Mireille accouche d’une souris

Publié le par Antonin



On attendait beaucoup de la nouvelle production de Mireille de Gounod à l’Opéra de Paris. Première rencontre entre le nouveau directeur de l’Opéra Nicolas Joël et son public, elle tenait lieu de synthèse programmatique : le maître des lieux avait pour l’occasion repris sa casquette de metteur en scène, et proposait une œuvre chère à son cœur jamais entrée au répertoire de la « Grande boutique », les salles étaient prises d’assaut au point que les seuls abonnés suffisaient à les remplir…  Ce sont les relations de Nicolas Joël avec son public, quelque peu secoué par ses liens tumultueux avec le sortant Gérard Mortier, qui se jouaient lors de la première.

 

Quelques mots d’abord sur l’opéra lui-même. On nous avait annoncé le retour en grâce d’un joyau méconnu, une preuve de l’audace du nouveau directeur prêt à ouvrir sa saison sur une œuvre quasi-inconnue. C’était oublier un peu vite que Mireille était à l’affiche l’an dernier de l’Opéra de Marseille et qu’elle sera l’année prochaine au programme des Chorégies d’Orange, qui ne sont pas réputées pour leur audace programmatique.

 

Sur le fond, Charles Gounod a mis en musique Shakespeare (Roméo et Juliette), Goethe (Faust) et… Frédéric Mistral (Mireille). Difficile dès lors de ne pas sourire quand on lit que Mireille, cette fable provincialiste qui sent bon la lavande et les cigales, est injustement oubliée au profit de Faust. La parfaite niaiserie de l’intrigue (les amours contrariées d’un paysan et d’une héritière, qui finissent en apothéose avec la mort de l’héroïne) et la mièvrerie des couleurs carte postale de la Provence éclipsent vite la sobre poésie de certains passages. Musicalement, quelques moments de grâce ne font pas oublier combien les chœurs de paysans et autres farandoles sont assommants. L’œuvre a sans nul doute sa place dans le répertoire de l’Opéra, mais l’urgence de l’y remettre n’était pas plus grande que pour tant d’autres, encore plus oubliées, à commencer par d’autres œuvres de Gounod comme la Reine de Saba ou Polyeucte.

 

Si la mise en scène du spectacle annonce le mandat de Nicolas Joël, on ne peut qu’être inquiet.
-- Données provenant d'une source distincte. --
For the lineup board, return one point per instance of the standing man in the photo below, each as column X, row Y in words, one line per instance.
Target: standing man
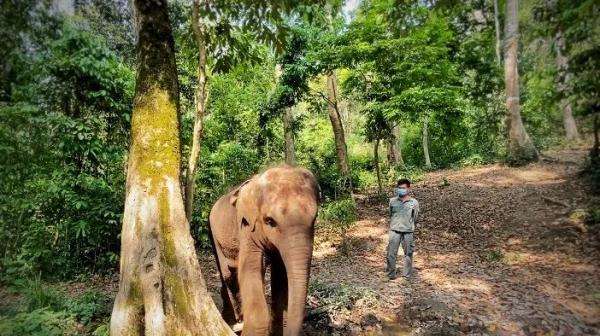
column 404, row 211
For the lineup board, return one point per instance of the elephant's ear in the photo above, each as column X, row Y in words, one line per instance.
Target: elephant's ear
column 236, row 193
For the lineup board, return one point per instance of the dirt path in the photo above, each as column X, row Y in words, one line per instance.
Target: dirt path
column 496, row 253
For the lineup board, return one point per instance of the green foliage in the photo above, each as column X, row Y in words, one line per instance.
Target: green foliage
column 64, row 131
column 48, row 310
column 341, row 213
column 39, row 322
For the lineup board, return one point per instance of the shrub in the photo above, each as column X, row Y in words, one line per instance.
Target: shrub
column 340, row 213
column 39, row 322
column 90, row 307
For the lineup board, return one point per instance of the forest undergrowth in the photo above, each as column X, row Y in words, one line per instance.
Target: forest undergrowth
column 499, row 251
Certes, les spectateurs, lassés des excentricités de Gérard Mortier, réservent un accueil partagé à leur nouveau directeur. Pourtant, tout a été fait pour complaire à un public dont on comprend mieux pourquoi Mortier dénonçait son conservatisme : champs de blé et lumière jaune le jour, pleine lune et lumière bleue la nuit, paysans en costumes avec leur fourche, mains sur le cœur et bras levés… Le modernisme métallisé et provoquant n’est plus au goût du jour. Mais tout ça a un air de déjà-vu, de recyclé… C’est sur l’audace de cette programmation qu’a été faite sa publicité, on en retiendra plutôt le profond conformisme.

 

Heureusement, le plateau réuni pour l’occasion sauve la mise d’un strict point de vue musical. La ligne de chant de la soprano albanaise Inva Mula n’est pas toujours parfaitement nette mais son excellent français et son grand sens de la nuance en font une Mireille de première qualité. Charles Castronovo compense une voix un peu frêle par la composition d’un personnage de jeune premier frais et réaliste. Certes, mon secret espoir que le remplacement de Gérard Mortier par Nicolas Joël mettrait fin à l’incompréhensible histoire d’amour entre l’Opéra de Paris et le baryton Frank Ferrari a subi une cruelle désillusion… Ce soir comme tous les soirs, le baryton italien a avalé ses Panzani de travers. Mais la qualité des seconds rôles, à commencer par l’excellent Alain Vernhes donne à l’ensemble une excellente tenue, que vient structurer la direction très solide du toujours excellent Marc Minkowski.

 

Bref, une soirée qui aurait pu être agréable et sans prétention si elle ne présageait d’une saison terriblement ennuyeuse…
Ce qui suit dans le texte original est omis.